専門家が指摘「日本のコロナ死者数は過小評価されている」
画像を見る 【グラフ】大阪府の毎月のコロナ死者数

 

■府立病院の民営化でコロナ対応が後手に

 

「厚労省にも大きな責任がある」と断じるのは、『日本の医療崩壊をくい止める』(泉町書房)の著書もあるNPO法人医療制度研究会・副理事で医師の本田宏さんだ。

 

「不採算部門である感染症に対応できるのは、採算を度外視して医療に当たれる公立や公的病院です。
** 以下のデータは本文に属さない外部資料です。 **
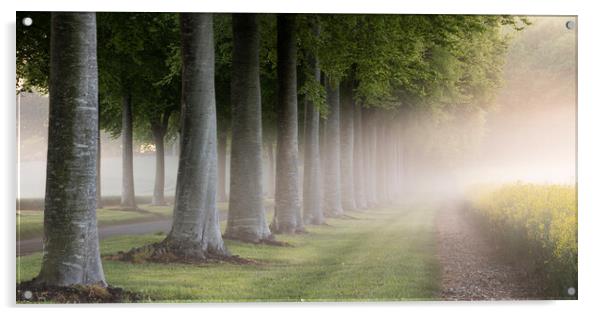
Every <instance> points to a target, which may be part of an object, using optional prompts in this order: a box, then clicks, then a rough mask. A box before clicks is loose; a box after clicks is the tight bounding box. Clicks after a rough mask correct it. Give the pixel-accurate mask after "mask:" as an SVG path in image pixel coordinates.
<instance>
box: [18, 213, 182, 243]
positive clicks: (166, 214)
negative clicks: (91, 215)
mask: <svg viewBox="0 0 602 316" xmlns="http://www.w3.org/2000/svg"><path fill="white" fill-rule="evenodd" d="M140 207H141V208H142V209H143V211H129V210H128V211H126V210H120V209H118V208H117V207H115V208H113V207H109V208H102V209H98V211H97V213H96V216H97V220H98V225H99V226H101V227H102V226H109V225H116V224H127V223H136V222H143V221H150V220H159V219H164V218H169V217H171V213H172V208H171V207H168V206H150V205H141V206H140ZM43 233H44V212H42V211H17V239H22V240H23V239H29V238H34V237H41V236H42V234H43Z"/></svg>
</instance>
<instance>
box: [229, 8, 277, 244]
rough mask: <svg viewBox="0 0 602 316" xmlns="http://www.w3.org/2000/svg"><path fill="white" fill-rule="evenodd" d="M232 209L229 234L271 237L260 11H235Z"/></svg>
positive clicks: (244, 239)
mask: <svg viewBox="0 0 602 316" xmlns="http://www.w3.org/2000/svg"><path fill="white" fill-rule="evenodd" d="M232 29H233V33H234V34H233V50H232V83H231V89H232V148H231V154H230V210H229V212H228V224H227V227H226V233H225V236H227V237H228V238H232V239H238V240H241V241H247V242H260V241H261V240H265V239H270V238H271V236H272V234H271V232H270V228H269V227H268V225H267V221H266V216H265V209H264V206H263V185H262V173H263V172H262V162H261V146H262V141H261V91H260V89H261V88H260V84H259V26H258V23H257V15H256V14H233V15H232Z"/></svg>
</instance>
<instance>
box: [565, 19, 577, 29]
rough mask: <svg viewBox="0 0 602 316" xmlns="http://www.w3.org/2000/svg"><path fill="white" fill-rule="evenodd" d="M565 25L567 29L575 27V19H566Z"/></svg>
mask: <svg viewBox="0 0 602 316" xmlns="http://www.w3.org/2000/svg"><path fill="white" fill-rule="evenodd" d="M565 26H566V28H567V29H569V30H572V29H574V28H575V21H573V20H570V21H567V22H566V24H565Z"/></svg>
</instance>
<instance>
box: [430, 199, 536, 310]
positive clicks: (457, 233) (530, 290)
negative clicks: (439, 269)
mask: <svg viewBox="0 0 602 316" xmlns="http://www.w3.org/2000/svg"><path fill="white" fill-rule="evenodd" d="M436 225H437V235H438V241H439V247H438V257H439V260H440V262H441V267H442V271H441V273H442V275H441V279H442V280H441V283H442V284H441V293H440V297H441V298H442V299H445V300H518V299H537V298H543V297H542V296H541V294H540V293H541V289H540V288H538V284H537V283H538V282H536V281H533V280H530V278H529V275H528V274H527V272H526V271H523V270H522V269H520V268H518V267H517V266H515V265H514V264H512V263H510V262H504V261H503V260H502V259H501V257H500V256H499V255H498V254H496V253H495V248H494V247H493V244H492V242H491V241H490V240H489V239H488V238H487V237H486V234H484V232H482V231H481V230H480V229H479V227H478V225H477V224H476V222H475V221H474V219H473V218H471V217H470V215H469V214H467V212H466V211H464V210H463V209H462V208H461V207H448V208H445V209H443V210H441V211H440V213H439V215H438V217H437V223H436Z"/></svg>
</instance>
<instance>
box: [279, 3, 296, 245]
mask: <svg viewBox="0 0 602 316" xmlns="http://www.w3.org/2000/svg"><path fill="white" fill-rule="evenodd" d="M277 19H278V20H277V24H278V25H277V28H278V64H277V67H278V68H277V69H278V133H277V138H278V140H277V148H276V149H277V154H276V192H275V197H274V220H273V222H272V225H271V229H272V232H274V233H289V234H290V233H295V232H296V231H298V230H303V222H302V221H299V219H300V218H301V216H300V214H301V201H300V197H299V165H298V163H299V144H298V138H299V135H298V126H297V124H298V123H297V121H298V116H297V112H298V109H297V35H296V26H295V23H296V22H295V15H293V14H280V15H278V18H277Z"/></svg>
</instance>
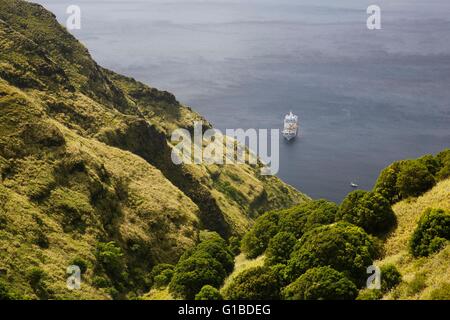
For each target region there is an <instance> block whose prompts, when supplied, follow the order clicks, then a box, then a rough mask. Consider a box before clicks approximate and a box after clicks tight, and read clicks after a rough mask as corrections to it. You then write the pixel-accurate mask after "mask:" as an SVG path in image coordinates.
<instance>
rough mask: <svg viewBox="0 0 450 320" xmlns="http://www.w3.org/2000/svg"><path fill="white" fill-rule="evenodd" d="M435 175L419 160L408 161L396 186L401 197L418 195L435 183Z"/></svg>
mask: <svg viewBox="0 0 450 320" xmlns="http://www.w3.org/2000/svg"><path fill="white" fill-rule="evenodd" d="M435 183H436V181H435V180H434V177H433V175H432V174H431V173H430V172H429V171H428V168H427V167H426V166H425V165H424V164H423V163H421V162H419V161H413V160H410V161H407V162H406V163H405V164H403V166H402V168H401V170H400V173H399V174H398V177H397V183H396V187H397V188H398V190H399V193H400V196H401V198H407V197H418V196H420V195H421V194H422V193H424V192H425V191H427V190H428V189H430V188H431V187H433V186H434V185H435Z"/></svg>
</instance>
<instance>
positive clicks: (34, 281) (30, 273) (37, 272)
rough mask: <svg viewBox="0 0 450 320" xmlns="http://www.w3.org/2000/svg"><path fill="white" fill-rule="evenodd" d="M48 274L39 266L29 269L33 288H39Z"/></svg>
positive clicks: (28, 278)
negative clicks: (39, 267)
mask: <svg viewBox="0 0 450 320" xmlns="http://www.w3.org/2000/svg"><path fill="white" fill-rule="evenodd" d="M45 276H46V274H45V271H44V270H42V269H41V268H39V267H33V268H31V269H30V270H28V275H27V278H28V281H29V282H30V285H31V287H32V288H37V287H38V286H40V285H41V284H42V281H43V280H44V278H45Z"/></svg>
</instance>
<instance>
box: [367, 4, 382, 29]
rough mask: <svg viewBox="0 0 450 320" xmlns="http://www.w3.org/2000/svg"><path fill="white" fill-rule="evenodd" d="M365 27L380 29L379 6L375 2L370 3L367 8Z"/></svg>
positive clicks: (380, 24)
mask: <svg viewBox="0 0 450 320" xmlns="http://www.w3.org/2000/svg"><path fill="white" fill-rule="evenodd" d="M367 14H368V15H369V17H368V18H367V22H366V25H367V29H369V30H380V29H381V8H380V7H379V6H377V5H375V4H373V5H370V6H369V7H368V8H367Z"/></svg>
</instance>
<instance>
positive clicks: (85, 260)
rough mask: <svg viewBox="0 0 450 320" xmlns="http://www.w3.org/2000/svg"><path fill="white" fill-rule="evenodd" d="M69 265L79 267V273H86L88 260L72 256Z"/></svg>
mask: <svg viewBox="0 0 450 320" xmlns="http://www.w3.org/2000/svg"><path fill="white" fill-rule="evenodd" d="M69 265H73V266H78V267H79V268H80V271H81V274H84V273H86V271H87V269H88V262H87V261H86V260H84V259H83V258H80V257H75V258H73V259H72V260H71V261H70V263H69Z"/></svg>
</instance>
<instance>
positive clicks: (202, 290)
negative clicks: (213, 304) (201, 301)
mask: <svg viewBox="0 0 450 320" xmlns="http://www.w3.org/2000/svg"><path fill="white" fill-rule="evenodd" d="M195 300H223V297H222V295H221V294H220V292H219V290H217V289H216V288H214V287H212V286H209V285H206V286H203V288H202V289H201V290H200V292H199V293H197V294H196V295H195Z"/></svg>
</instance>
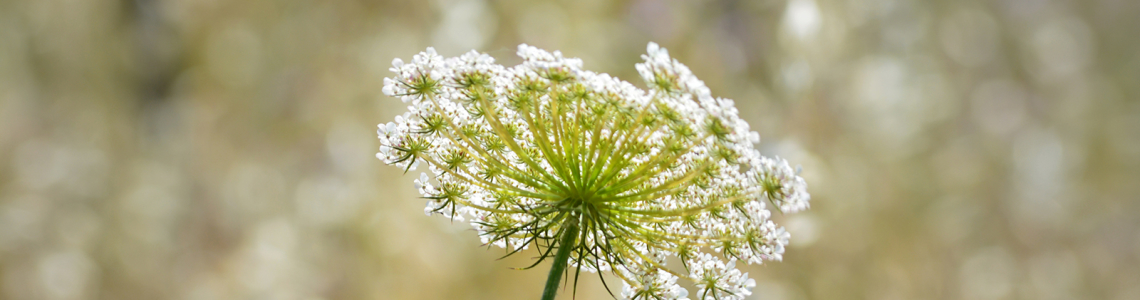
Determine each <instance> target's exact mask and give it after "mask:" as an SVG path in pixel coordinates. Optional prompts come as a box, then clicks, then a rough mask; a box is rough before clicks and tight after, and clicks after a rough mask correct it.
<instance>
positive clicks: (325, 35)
mask: <svg viewBox="0 0 1140 300" xmlns="http://www.w3.org/2000/svg"><path fill="white" fill-rule="evenodd" d="M1138 16H1140V2H1138V1H1130V0H1093V1H1078V0H1069V1H1064V0H1005V1H980V0H977V1H974V0H966V1H956V0H955V1H918V0H790V1H784V0H760V1H712V0H701V1H682V0H635V1H605V0H578V1H521V0H513V1H512V0H506V1H494V0H432V1H294V0H252V1H221V0H188V1H157V0H136V1H107V0H90V1H88V0H34V1H11V0H7V1H0V299H187V300H192V299H298V300H316V299H535V298H537V297H538V295H539V293H540V291H541V284H543V282H544V281H545V277H546V269H547V268H548V265H544V266H541V267H539V268H536V269H534V270H526V271H520V270H513V269H511V268H512V267H522V266H526V265H527V263H528V262H529V261H530V257H532V256H535V253H534V252H527V253H524V254H521V256H515V257H512V258H508V259H504V260H496V259H497V258H498V257H499V256H500V254H503V251H502V250H489V249H484V248H480V244H479V240H478V237H477V236H475V234H474V233H473V232H472V230H471V229H470V227H469V226H467V225H464V224H451V222H450V221H448V220H447V219H445V218H427V217H424V214H423V204H424V203H423V201H422V200H420V198H418V194H416V193H415V192H414V189H413V186H412V180H413V179H414V177H415V176H404V175H402V172H401V171H402V170H400V169H399V168H394V167H388V165H384V164H383V163H381V162H380V161H377V160H376V159H375V157H374V156H373V155H374V153H375V152H376V148H377V146H378V143H377V141H376V139H375V133H374V132H375V125H376V124H377V123H384V122H389V121H391V120H392V117H393V116H394V115H397V114H399V113H401V112H402V111H404V110H405V108H404V106H405V105H404V104H402V103H400V102H399V100H397V99H393V98H388V97H384V96H383V95H382V94H381V87H382V79H383V78H384V76H389V75H390V73H389V72H388V67H389V66H390V62H391V60H392V58H396V57H400V58H402V59H405V60H407V59H409V58H410V57H412V55H414V54H416V52H418V51H422V50H423V49H424V48H426V47H435V49H438V50H439V51H440V52H441V54H442V55H445V56H455V55H459V54H462V52H464V51H466V50H470V49H478V50H480V51H486V52H489V54H491V55H492V56H495V57H497V58H498V60H499V62H500V63H503V64H507V65H513V64H516V63H518V62H519V59H518V58H516V57H514V51H515V47H516V46H518V44H519V43H529V44H535V46H538V47H541V48H546V49H549V50H561V51H562V52H563V54H565V55H567V56H575V57H581V58H583V59H585V62H586V68H589V70H594V71H598V72H606V73H610V74H613V75H617V76H619V78H624V79H626V80H630V81H634V80H637V79H638V78H637V75H636V72H635V70H634V67H633V65H634V64H635V63H637V62H640V60H641V59H640V57H638V56H640V55H641V54H643V52H644V49H645V44H646V42H649V41H657V42H658V43H661V44H662V46H663V47H666V48H668V49H669V50H670V52H671V54H673V55H674V56H675V57H676V58H677V59H679V60H681V62H683V63H685V64H687V65H689V66H690V67H692V70H693V72H694V73H695V74H697V75H698V76H700V78H701V79H703V80H705V81H706V82H707V83H708V84H709V86H710V88H711V89H712V91H714V95H715V96H719V97H726V98H733V99H735V100H736V105H738V106H739V108H740V110H741V114H742V116H743V117H744V119H746V120H748V121H749V122H750V123H751V124H752V128H754V129H756V130H758V131H759V132H760V135H762V137H763V138H764V141H763V144H762V146H760V147H762V152H763V153H765V154H766V155H780V156H783V157H787V159H789V161H791V162H792V163H793V164H796V163H798V164H801V165H803V168H804V171H803V175H804V176H805V177H806V178H807V180H808V185H809V190H811V192H812V194H813V205H812V206H813V209H812V210H809V211H807V212H806V213H799V214H791V216H780V217H779V218H780V219H781V220H780V222H781V224H783V225H785V226H787V227H788V228H789V230H790V232H791V233H792V242H791V243H792V244H791V246H790V248H789V250H788V253H787V256H785V259H784V261H782V262H772V263H766V265H763V266H748V267H743V270H746V271H749V273H750V274H751V277H754V278H756V279H757V282H758V284H757V286H756V289H755V294H754V295H752V297H751V298H750V299H772V300H797V299H983V300H985V299H1115V300H1126V299H1140V97H1138V96H1140V38H1138V37H1140V35H1137V34H1138V30H1140V17H1138ZM635 83H636V84H638V86H644V84H642V83H641V82H635ZM587 275H588V274H587ZM606 278H609V279H610V281H609V283H610V284H611V285H610V286H611V287H614V289H620V285H621V284H620V283H619V282H617V281H614V279H613V278H612V277H609V276H608V277H606ZM689 286H691V285H689ZM577 298H578V299H611V298H610V295H609V294H606V292H605V289H604V287H603V286H602V284H601V282H600V281H597V279H596V277H587V278H584V279H583V283H581V284H580V285H579V290H578V295H577ZM561 299H570V293H563V294H562V297H561Z"/></svg>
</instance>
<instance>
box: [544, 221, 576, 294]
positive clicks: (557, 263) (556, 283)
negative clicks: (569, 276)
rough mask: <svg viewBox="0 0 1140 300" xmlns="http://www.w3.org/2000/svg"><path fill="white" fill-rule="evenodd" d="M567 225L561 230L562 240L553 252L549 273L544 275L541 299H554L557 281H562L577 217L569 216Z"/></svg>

しかし厚労省は、医療費削減のため公立・公的病院を統廃合して病床削減を行ってきました。特に大阪は、東京都に先んじて府立病院を独立行政法人化(民営化)した結果、スタッフの人件費が削られ、人工呼吸器を装着できるベテランの看護師も減っていたと聞いています。重症者の受入れセンターを作っても、患者の受入れが進まなかった背景には、こうした厚労省の政策の失態もある」

 

10月以降、数字上では感染拡大が落ち着きを見せているものの、第6波の到来を懸念する声は多い。

 

これまでのような惨事を繰り返さないために何が必要なのか。医療ガバナンス研究所理事長の上昌広さんは次のように警鐘を鳴らす。

 

「すぐにでも、高齢者をはじめとしたワクチンの3回目接種を始めるべきです。ワクチンは十分確保できているのに、厚労省内部の手続きが遅れていて、12月からの開始になってしまった。これでは第6波に間に合わず、再び高齢者の死亡が増加する恐れがあります。また、アメリカのメルク社が開発したコロナ経口薬の確保でも厚労省は後れをとっている。こちらも急がなくてはなりません」(上さん)

 

私たちが見聞きしている数字より、さらに深刻なコロナ死の実情。ウイルスにとって都合がよいとされる、空気が冷たく乾燥する季節を前に、けっして油断は禁物だ。